Russell Wilson has thrown only three more incompletions than touchdown passes so far in the 2020 NFL season. That is not a typo. Through two games, Wilson has completed 52 passes on 63 attempts with nine touchdowns. He has thrown one interception (on a tipped pass) and 11 incomplete passes. He absolutely torched a very talented New England Patriots secondary on Sunday Night Football in Week 2, tossing five touchdowns in what ended up being a very close game.
Wilson is just picking up where he left off last year. Seattle's dedication to establishing the run hindered Wilson's ability to get things going to the point that #LetRussCook became a regular rallying cry on Sundays in 2019. When the Seahawks finally do let him cook, positive results generally come in spades. This isn't really anything new, either. Wilson has been a top-five QB for the last four years after spending the early part of his career as a game-manager of the highest order, which is how Seattle won a Super Bowl.
It's also why, to this point, Wilson has never received an MVP vote. It's not just that he hasn't won an MVP, but he was never even considered strongly enough for anyone in the media to pencil him in on a voting ballot. That was understandable for most of Wilson's career, but we're in the fourth year that Wilson is widely accepted as one of the best quarterbacks in the league. If Seattle continues with their offensive gameplan, this year may finally mark the first of Wilson's career that he's officially in the MVP conversation and gets at least one damn vote.

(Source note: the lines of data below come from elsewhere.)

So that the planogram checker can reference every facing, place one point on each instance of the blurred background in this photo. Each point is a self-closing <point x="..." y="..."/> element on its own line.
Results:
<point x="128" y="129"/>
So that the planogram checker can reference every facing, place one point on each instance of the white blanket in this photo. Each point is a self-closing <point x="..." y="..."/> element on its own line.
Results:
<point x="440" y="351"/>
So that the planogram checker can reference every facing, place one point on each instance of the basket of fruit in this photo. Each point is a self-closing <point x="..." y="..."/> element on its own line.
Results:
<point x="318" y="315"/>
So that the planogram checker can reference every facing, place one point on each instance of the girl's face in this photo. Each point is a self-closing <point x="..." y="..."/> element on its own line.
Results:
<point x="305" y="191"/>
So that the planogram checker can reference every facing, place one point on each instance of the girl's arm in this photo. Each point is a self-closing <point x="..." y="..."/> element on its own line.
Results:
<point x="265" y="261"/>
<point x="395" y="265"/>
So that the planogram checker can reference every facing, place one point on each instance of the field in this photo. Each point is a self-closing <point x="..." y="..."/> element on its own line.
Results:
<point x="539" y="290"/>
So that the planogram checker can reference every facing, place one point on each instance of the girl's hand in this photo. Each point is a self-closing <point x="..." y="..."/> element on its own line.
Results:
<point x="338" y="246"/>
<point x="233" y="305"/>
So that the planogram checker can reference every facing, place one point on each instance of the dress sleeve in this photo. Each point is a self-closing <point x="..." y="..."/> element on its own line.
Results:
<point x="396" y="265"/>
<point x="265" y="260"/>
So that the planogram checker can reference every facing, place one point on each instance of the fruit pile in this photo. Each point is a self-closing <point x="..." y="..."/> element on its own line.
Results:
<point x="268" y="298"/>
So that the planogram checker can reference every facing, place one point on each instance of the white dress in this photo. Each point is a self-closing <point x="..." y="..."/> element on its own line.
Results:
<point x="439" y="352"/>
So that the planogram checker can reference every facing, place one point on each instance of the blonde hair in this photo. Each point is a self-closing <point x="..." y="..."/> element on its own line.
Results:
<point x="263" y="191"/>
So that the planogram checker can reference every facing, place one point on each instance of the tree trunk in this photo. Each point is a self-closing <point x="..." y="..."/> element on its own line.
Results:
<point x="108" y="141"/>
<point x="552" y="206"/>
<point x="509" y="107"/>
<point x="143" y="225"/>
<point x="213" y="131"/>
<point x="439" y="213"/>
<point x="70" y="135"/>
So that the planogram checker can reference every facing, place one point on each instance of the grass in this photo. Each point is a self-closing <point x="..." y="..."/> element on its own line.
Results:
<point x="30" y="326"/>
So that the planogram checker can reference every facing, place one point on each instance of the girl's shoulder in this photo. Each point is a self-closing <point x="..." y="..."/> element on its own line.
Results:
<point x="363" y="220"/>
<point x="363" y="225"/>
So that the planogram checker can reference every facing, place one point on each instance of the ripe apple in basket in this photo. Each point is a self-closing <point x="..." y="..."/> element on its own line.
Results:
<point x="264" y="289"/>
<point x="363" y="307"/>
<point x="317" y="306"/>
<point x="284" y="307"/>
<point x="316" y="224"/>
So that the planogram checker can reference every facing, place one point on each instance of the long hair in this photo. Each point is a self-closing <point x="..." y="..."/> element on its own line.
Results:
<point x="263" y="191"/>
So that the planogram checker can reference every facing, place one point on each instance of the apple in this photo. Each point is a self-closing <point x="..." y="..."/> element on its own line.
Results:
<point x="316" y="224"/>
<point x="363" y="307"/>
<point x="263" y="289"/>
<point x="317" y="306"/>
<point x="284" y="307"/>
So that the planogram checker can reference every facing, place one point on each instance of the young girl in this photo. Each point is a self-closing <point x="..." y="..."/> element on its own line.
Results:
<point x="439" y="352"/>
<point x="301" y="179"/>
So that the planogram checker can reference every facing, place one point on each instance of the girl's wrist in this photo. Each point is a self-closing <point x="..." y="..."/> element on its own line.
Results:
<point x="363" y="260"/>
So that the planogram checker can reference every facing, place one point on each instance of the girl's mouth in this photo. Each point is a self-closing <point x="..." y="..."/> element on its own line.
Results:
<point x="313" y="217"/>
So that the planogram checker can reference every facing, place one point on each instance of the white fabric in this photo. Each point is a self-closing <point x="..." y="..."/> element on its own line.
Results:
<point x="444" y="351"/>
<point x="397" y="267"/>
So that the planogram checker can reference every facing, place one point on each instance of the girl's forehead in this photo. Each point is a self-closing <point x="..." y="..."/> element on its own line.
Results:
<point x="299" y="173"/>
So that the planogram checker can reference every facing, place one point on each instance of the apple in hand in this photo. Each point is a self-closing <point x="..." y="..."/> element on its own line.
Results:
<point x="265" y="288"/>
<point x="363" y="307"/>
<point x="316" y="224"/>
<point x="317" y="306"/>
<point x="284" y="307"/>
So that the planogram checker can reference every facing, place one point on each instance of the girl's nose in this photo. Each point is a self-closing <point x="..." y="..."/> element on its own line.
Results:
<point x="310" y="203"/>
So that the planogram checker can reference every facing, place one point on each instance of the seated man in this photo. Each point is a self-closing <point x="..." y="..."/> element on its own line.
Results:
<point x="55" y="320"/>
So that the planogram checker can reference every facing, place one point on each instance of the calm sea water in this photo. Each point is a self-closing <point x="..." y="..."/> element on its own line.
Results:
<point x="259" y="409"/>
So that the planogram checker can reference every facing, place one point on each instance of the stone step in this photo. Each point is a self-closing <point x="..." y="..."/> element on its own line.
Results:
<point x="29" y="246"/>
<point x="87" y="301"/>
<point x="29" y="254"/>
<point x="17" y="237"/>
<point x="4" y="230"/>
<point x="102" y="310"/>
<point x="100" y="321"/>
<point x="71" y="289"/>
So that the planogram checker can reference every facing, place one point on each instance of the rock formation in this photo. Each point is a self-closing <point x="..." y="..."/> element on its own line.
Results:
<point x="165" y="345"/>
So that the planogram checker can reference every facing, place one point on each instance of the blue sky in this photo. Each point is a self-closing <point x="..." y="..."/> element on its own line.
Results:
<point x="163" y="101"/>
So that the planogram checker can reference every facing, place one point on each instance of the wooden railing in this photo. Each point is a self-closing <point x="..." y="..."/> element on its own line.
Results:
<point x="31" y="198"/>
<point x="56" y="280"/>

It's a tall task to actually win MVP. That is not an insightful or bold statement, but it's true, especially this season with all the competing narratives. Patrick Mahomes will put up stupidly-big numbers again if he stays healthy all year. Reigning MVP Lamar Jackson is tearing apart defensive schemes just like last year. It feels like Cam Newton is getting more MVP buzz this morning than Wilson even though the former was the player who lost last night. If Tom Brady and the Tampa Bay Buccaneers are even slightly above average, Brady's name will be central to the MVP conversation. Wilson will have to play out of his mind to gain a clear-cut edge over any of those guys during the season.
But to simply earn a vote? Wilson is on the fast track. The Seahawks have a chance to win every game with him under center. They'll lose some, but if Wilson can ensure his team comes away with the NFC West crown, he should be firmly in the running for football's highest individual honor.
It feels unlikely, shall we say, that he'll maintain his current pace and end the year with 72 touchdown passes and eight interceptions. But while he won't put up such gaudy stats, Wilson has been outstanding in the first two weeks of a season where everybody else needs some time to warm up.
We're a few years past Wilson being "underrated" in any sense. Everyone knows this dude is a killer and defensive coordinators should be rightfully terrified of him. But some recognition of that fact in MVP voting has yet to come. This year might finally be the year it does.